I don't have enough reputation points to comment on the recommendation to use *.csv >> ConcatenatedFile.csv, but I can add a warning:
If you create ConcatenatedFile.csv file in the same directory that you are using for concatenation it will be added to itself.
Use the FOR command to echo a file line by line, and with the 'skip' option to miss a number of starting lines...
FOR /F "skip=1" %i in (file2.txt) do #echo %i
You could redirect the output of a batch file, containing something like...
FOR /F %%i in (file1.txt) do #echo %%i
FOR /F "skip=1" %%i in (file2.txt) do #echo %%i
Note the double % when a FOR variable is used within a batch file.
I would put this in a comment to ghostdog74, except my rep is too low, so here goes.
more +2 file2.txt > temp
This code will actually ignore rows 1 and 2 of the file. OP wants to keep all rows from the first file (to maintain the header row), and then exclude the first row (presumably the same header row) on the second file, so to exclude only the header row OP should use more +1.
type temp file1.txt > out.txt
It is unclear what order results from this code.
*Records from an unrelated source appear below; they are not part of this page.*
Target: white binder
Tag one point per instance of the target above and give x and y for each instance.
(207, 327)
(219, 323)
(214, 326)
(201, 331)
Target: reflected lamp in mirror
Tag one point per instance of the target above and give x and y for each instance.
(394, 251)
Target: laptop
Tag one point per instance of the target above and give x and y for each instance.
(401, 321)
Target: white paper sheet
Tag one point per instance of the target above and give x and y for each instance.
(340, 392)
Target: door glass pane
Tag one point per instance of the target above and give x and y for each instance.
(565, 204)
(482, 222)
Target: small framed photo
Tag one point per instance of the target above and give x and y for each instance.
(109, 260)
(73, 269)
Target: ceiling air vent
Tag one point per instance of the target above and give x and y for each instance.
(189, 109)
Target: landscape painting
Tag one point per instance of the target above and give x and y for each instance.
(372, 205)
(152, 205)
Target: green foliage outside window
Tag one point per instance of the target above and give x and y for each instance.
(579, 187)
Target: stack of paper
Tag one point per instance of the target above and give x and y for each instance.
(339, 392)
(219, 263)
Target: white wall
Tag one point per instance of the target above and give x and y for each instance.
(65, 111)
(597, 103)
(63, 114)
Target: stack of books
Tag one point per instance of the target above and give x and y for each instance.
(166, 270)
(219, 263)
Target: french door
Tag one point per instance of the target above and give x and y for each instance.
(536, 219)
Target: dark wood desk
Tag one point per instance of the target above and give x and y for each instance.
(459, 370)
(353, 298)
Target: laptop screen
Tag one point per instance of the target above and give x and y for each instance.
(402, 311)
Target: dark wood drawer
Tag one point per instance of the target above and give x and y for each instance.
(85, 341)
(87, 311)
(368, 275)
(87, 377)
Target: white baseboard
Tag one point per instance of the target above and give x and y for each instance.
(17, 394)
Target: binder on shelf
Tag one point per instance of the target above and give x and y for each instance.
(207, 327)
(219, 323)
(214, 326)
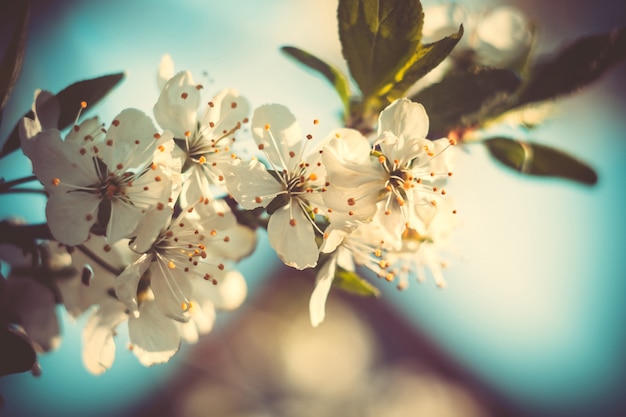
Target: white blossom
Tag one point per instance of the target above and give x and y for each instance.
(289, 189)
(98, 178)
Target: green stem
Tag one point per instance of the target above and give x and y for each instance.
(84, 249)
(23, 234)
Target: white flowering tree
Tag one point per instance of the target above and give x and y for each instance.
(148, 214)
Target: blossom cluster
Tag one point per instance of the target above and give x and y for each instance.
(161, 207)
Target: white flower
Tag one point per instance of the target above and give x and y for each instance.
(421, 249)
(175, 253)
(290, 190)
(401, 170)
(101, 179)
(354, 245)
(495, 37)
(205, 139)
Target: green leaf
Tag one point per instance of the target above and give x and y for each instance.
(425, 58)
(540, 160)
(337, 79)
(378, 38)
(11, 65)
(351, 282)
(70, 98)
(574, 67)
(458, 99)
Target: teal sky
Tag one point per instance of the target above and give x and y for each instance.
(534, 304)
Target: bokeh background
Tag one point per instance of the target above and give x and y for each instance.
(532, 322)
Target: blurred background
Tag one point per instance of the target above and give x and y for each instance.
(532, 322)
Is temp appended to file1.txt (as desired), or is file1.txt appended to temp (undesired as the header row would be buried in the middle of the resulting file).
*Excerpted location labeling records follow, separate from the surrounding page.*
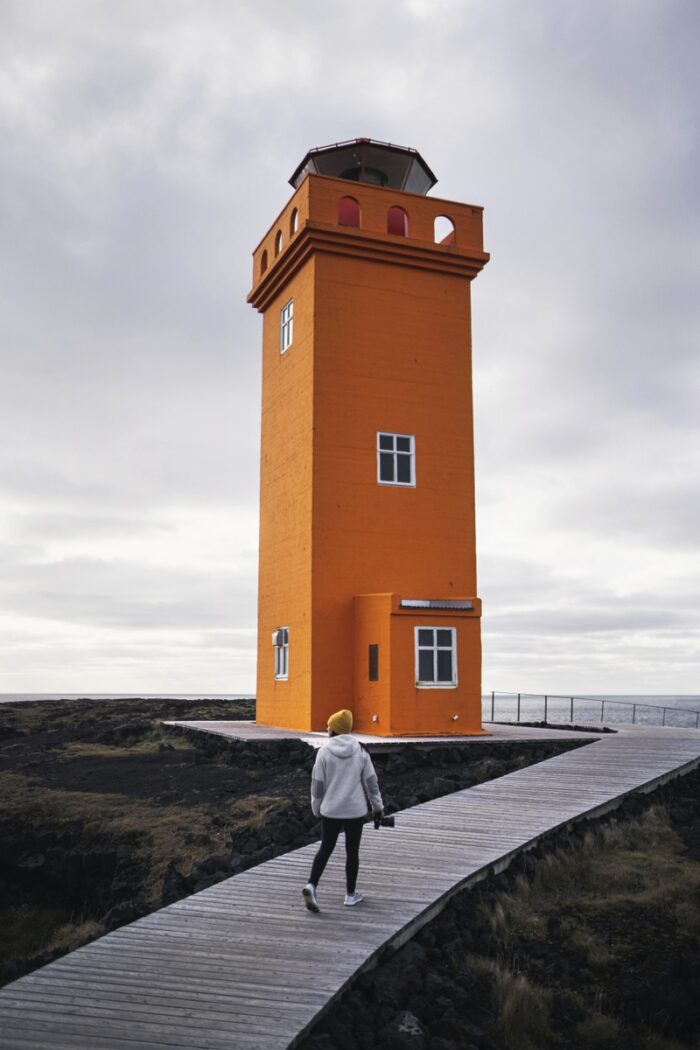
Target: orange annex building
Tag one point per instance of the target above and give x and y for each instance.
(367, 572)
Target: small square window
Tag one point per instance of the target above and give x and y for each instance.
(396, 459)
(436, 657)
(280, 639)
(287, 326)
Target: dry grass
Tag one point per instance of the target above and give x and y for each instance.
(628, 891)
(522, 1008)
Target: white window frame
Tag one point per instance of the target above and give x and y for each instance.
(280, 639)
(435, 648)
(287, 327)
(394, 452)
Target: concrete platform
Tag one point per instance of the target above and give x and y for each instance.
(496, 733)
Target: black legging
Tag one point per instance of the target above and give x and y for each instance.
(332, 830)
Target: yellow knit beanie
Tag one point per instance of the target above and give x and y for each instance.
(341, 721)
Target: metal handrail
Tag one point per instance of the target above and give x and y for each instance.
(635, 705)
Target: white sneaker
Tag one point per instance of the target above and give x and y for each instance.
(310, 897)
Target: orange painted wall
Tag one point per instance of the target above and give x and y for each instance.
(285, 507)
(382, 342)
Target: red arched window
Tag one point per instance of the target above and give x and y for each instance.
(348, 212)
(444, 230)
(397, 222)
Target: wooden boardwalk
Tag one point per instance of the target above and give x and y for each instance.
(244, 964)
In addition, these operations take a REALLY LONG TIME with large files (e.g. 300MB)
Here's how to do this:
(type file1.txt && more +1 file2.txt) > out.txt
In powershell:
Get-Content file1.txt | Out-File out.txt
Get-Content file2.txt | Select-Object -Skip 1 | Out-File -Append out.txt
I know you said that you couldn't install any software, but I'm not sure how tight that restriction is. Anyway, I had the same issue (trying to concatenate two files with presumably the same headers) and I thought I'd provide an alternative answer for others who arrive at this page, since it worked just great for me.
After trying a whole bunch of commands in windows and being severely frustrated, and also trying all sorts of graphical editors that promised to be able to open large files, but then couldn't, I finally got back to my Linux roots and opened my Cygwin prompt. Two commands:
cp file1.csv out.csv
tail -n+2 file2.csv >> out.csv
For file1.csv 800MB and file2.csv 400MB, those two commands took under 5 seconds on my machine. In a Cygwin prompt, no less. I thought Linux commands were supposed to be slow in Cygwin but that approach took far less effort and was way easier than any windows approach I could find.
You can also simply try this
type file2.txt >> file1.txt
It will append the content of file2.txt at the end of file1.txt
If you need original file1.txt, take a backup beforehand. Or you can do this
type file1.txt > out.txt
type file2.txt >> out.txt
If you want to have a line break at the end of the first file, you can try the following command before appending.
type file1.txt > out.txt
printf "\n" >> out.txt
type file2.txt >> out.txt
The help for copy explains that wildcards can be used to concatenate multiple files into one.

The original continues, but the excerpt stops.